# Recommendations for a move to the Yucatan



## chrisj333 (Feb 24, 2018)

My wife and I are looking for affordable living somewhere within walking distance to the beach. We'd prefer the Yucatan peninsula area. I know there are many touristy cities in this region. I'm asking here because I'm hoping this forum knows of some of the "hidden gems" that aren't advertised much. We're ok with any size towns. Affordability and proximity to the beach are probably the highest priorities. And safety of course. Any suggestions or links for research are appreciated!


----------



## chicois8 (Aug 8, 2009)

Yucatan Today is a valuable source of information and it is free, weather online or in hotels lobbies. Here is a link to their real estate page. Happy hunting.

Real Estate – Beach Homes | Yucatan Today


----------



## LoggedIn (Nov 21, 2017)

chrisj333 said:


> My wife and I are looking for affordable living somewhere within walking distance to the beach. We'd prefer the Yucatan peninsula area. I know there are many touristy cities in this region. I'm asking here because I'm hoping this forum knows of some of the "hidden gems" that aren't advertised much. We're ok with any size towns. Affordability and proximity to the beach are probably the highest priorities. And safety of course. Any suggestions or links for research are appreciated!


Take a look at Majahual. On a beaten path , near to Belize (in case you need to 180 turn)...hidden gem.


----------



## lat19n (Aug 19, 2017)

We have been to Majahual on our way from Cancun to Xcalak. Granted it has been a few years but there was NOTHING there except a very impressive concrete dock for cruise ships and some beach-side shacks to service the disembarking passengers. Has it grown up ?


----------



## eastwind (Jun 18, 2016)

I took a look around using google street view. It's not nothing, but it's not much. After the first week you'd have eaten in every restaurant in town, seen every attraction, and done everything there is to do. If you wanted to knock on everyone's door in the whole place and meet everyone it might take you two weeks. Looks perfect for a long weekend or a short honeymoon.


----------



## lat19n (Aug 19, 2017)

Or a short marriage...

I had a look on Google Earth - it is a LOT bigger than when we were there. Gosh there is even a Hard Rock Cafe (once again for the cruise ships). It is funny the things we remember in life. By far the worst restroom I have ever been in (and I have been in some seedy places unfortunately) was at a gas station where the road to Xcalak splits off to Majahual. 
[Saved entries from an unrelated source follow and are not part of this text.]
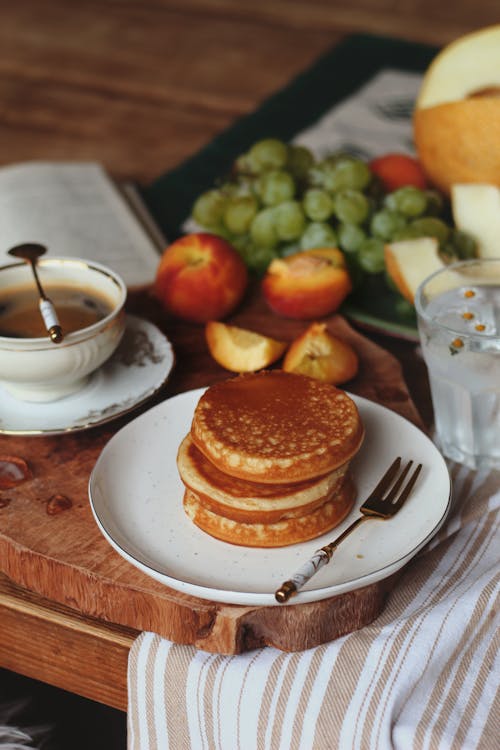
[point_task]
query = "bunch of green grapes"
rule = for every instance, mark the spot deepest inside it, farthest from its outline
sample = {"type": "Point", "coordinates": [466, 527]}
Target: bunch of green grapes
{"type": "Point", "coordinates": [280, 200]}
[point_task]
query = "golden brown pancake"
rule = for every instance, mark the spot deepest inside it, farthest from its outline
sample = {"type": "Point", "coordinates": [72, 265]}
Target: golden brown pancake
{"type": "Point", "coordinates": [251, 501]}
{"type": "Point", "coordinates": [276, 427]}
{"type": "Point", "coordinates": [278, 534]}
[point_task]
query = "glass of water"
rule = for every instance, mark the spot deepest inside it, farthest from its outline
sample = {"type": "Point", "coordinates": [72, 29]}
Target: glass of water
{"type": "Point", "coordinates": [458, 312]}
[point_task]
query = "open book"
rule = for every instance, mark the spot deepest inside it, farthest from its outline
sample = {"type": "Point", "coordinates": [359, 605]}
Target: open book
{"type": "Point", "coordinates": [76, 210]}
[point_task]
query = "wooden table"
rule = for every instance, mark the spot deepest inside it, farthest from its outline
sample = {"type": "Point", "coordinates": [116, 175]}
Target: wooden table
{"type": "Point", "coordinates": [140, 86]}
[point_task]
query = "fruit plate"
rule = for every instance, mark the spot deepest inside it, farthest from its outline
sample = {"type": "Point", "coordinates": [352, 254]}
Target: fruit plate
{"type": "Point", "coordinates": [136, 498]}
{"type": "Point", "coordinates": [375, 307]}
{"type": "Point", "coordinates": [379, 323]}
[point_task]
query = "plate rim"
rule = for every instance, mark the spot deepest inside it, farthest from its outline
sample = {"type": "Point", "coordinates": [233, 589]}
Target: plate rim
{"type": "Point", "coordinates": [231, 597]}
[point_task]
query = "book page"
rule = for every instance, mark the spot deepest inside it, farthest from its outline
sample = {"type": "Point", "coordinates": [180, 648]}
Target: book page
{"type": "Point", "coordinates": [76, 210]}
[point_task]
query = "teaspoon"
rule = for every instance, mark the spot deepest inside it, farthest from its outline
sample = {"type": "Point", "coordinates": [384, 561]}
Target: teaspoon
{"type": "Point", "coordinates": [30, 252]}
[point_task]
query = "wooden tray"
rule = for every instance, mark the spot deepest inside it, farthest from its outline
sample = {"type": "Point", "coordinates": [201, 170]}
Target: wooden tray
{"type": "Point", "coordinates": [50, 544]}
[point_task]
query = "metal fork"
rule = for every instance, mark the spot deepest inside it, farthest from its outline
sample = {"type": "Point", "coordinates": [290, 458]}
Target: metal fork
{"type": "Point", "coordinates": [377, 505]}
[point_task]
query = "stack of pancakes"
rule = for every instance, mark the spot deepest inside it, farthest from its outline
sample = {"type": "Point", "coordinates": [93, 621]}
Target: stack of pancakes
{"type": "Point", "coordinates": [266, 461]}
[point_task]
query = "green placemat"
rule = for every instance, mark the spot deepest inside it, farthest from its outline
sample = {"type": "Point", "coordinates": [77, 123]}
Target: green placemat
{"type": "Point", "coordinates": [334, 76]}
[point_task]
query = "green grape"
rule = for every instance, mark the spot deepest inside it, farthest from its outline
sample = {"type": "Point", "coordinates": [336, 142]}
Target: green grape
{"type": "Point", "coordinates": [406, 233]}
{"type": "Point", "coordinates": [385, 224]}
{"type": "Point", "coordinates": [299, 161]}
{"type": "Point", "coordinates": [351, 237]}
{"type": "Point", "coordinates": [275, 187]}
{"type": "Point", "coordinates": [318, 234]}
{"type": "Point", "coordinates": [240, 210]}
{"type": "Point", "coordinates": [370, 255]}
{"type": "Point", "coordinates": [318, 205]}
{"type": "Point", "coordinates": [243, 164]}
{"type": "Point", "coordinates": [268, 153]}
{"type": "Point", "coordinates": [256, 257]}
{"type": "Point", "coordinates": [290, 220]}
{"type": "Point", "coordinates": [263, 229]}
{"type": "Point", "coordinates": [289, 248]}
{"type": "Point", "coordinates": [408, 200]}
{"type": "Point", "coordinates": [260, 258]}
{"type": "Point", "coordinates": [351, 206]}
{"type": "Point", "coordinates": [435, 203]}
{"type": "Point", "coordinates": [209, 208]}
{"type": "Point", "coordinates": [430, 226]}
{"type": "Point", "coordinates": [404, 309]}
{"type": "Point", "coordinates": [346, 172]}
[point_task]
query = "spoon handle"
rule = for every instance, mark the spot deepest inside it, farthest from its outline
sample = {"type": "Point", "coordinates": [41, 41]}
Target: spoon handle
{"type": "Point", "coordinates": [50, 319]}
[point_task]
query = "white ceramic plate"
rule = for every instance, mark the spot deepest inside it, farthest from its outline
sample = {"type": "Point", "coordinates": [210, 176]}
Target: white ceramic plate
{"type": "Point", "coordinates": [136, 497]}
{"type": "Point", "coordinates": [138, 368]}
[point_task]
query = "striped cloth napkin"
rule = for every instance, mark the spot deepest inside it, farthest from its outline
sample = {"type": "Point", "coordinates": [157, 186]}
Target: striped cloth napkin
{"type": "Point", "coordinates": [425, 674]}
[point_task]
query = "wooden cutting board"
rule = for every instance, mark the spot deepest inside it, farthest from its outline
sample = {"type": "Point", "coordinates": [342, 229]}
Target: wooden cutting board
{"type": "Point", "coordinates": [50, 544]}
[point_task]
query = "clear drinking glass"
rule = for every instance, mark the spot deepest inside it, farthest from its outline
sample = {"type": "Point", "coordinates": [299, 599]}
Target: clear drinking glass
{"type": "Point", "coordinates": [458, 312]}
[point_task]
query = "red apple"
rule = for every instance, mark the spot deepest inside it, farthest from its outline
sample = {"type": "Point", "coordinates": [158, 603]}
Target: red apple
{"type": "Point", "coordinates": [200, 277]}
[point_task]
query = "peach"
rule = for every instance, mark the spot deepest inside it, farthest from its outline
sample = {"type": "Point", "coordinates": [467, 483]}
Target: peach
{"type": "Point", "coordinates": [308, 284]}
{"type": "Point", "coordinates": [200, 277]}
{"type": "Point", "coordinates": [320, 355]}
{"type": "Point", "coordinates": [240, 350]}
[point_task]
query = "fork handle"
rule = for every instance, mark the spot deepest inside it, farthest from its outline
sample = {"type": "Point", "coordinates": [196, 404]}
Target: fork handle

I'm not saying it applies to LoggedIn - but a person needs to be careful of people hawking real-estate in unpopulated areas of Mexico... Personaly - I don't think we would ever consider anything south of say Tulum. (And we have looked a lot).


----------



## citlali (Mar 4, 2013)

I think all of the hidden gems have been discovered in Quintana Roo..


----------



## Isla Verde (Oct 19, 2011)

citlali said:


> I think all of the hidden gems have been discovered in Quintana Roo..


Then they are no longer "hidden", ¿verdad?


----------



## eastwind (Jun 18, 2016)

Some of these 0.05 carat gems like Majahual are so small they're still hidden even when they're in plain sight.


----------



## citlali (Mar 4, 2013)

Majahual abd Xcalk also have been discovered..the cruise lines get in Mahajual so right there it is a negative for me. The fishermen also know of Xcalak... none of them are gems just less crowded than Tulum on up.. Bacalar is more crowded than it used to be but it is still bearable unlike Tulum..


----------



## chicois8 (Aug 8, 2009)

citlali said:


> I think all of the hidden gems have been discovered in Quintana Roo..


Not quite, but I'll never tell.......


----------



## beachseeker (Oct 22, 2015)

chrisj333 said:


> My wife and I are looking for affordable living somewhere within walking distance to the beach. We'd prefer the Yucatan peninsula area. I know there are many touristy cities in this region. I'm asking here because I'm hoping this forum knows of some of the "hidden gems" that aren't advertised much. We're ok with any size towns. Affordability and proximity to the beach are probably the highest priorities. And safety of course. Any suggestions or links for research are appreciated!


Hello Chris,

I would highly recommend Merida and beaches of Yucatan state. I am from Canada living in North Merida. I have also lived in Riviera Maya, many things I like here in Yucatan state over Riviera. This area is the safest in all of Mexico, low cost of living and real estate. So much history & culture. [ . . .]


----------



## ElPocho (Aug 25, 2017)

chrisj333 said:


> My wife and I are looking for affordable living somewhere within walking distance to the beach. We'd prefer the Yucatan peninsula area. I know there are many touristy cities in this region. I'm asking here because I'm hoping this forum knows of some of the "hidden gems" that aren't advertised much. We're ok with any size towns. Affordability and proximity to the beach are probably the highest priorities. And safety of course. Any suggestions or links for research are appreciated!


Sisal a 50 minute drive from Merida.
No hotels, about 2,000 pop. 
They have a small university campus\research labs (UNAM) 
one road in, and one road out
Mostly Canadian snowbirds are buying 1-10 miles out.


----------



## chicois8 (Aug 8, 2009)

one road in, and one road out---yea same road, would be fun during an evacuation...LOL


----------



## ElPocho (Aug 25, 2017)

chicois8 said:


> one road in, and one road out---yea same road, would be fun during an evacuation...LOL


Population under 2000.
Probably about 50 cars in the town.
Even if there were five roads, they would still have the same problem, transportation.
Plus emergency system is not really capable of creating an evacuation.





Sent from my moto x4 using Tapatalk


----------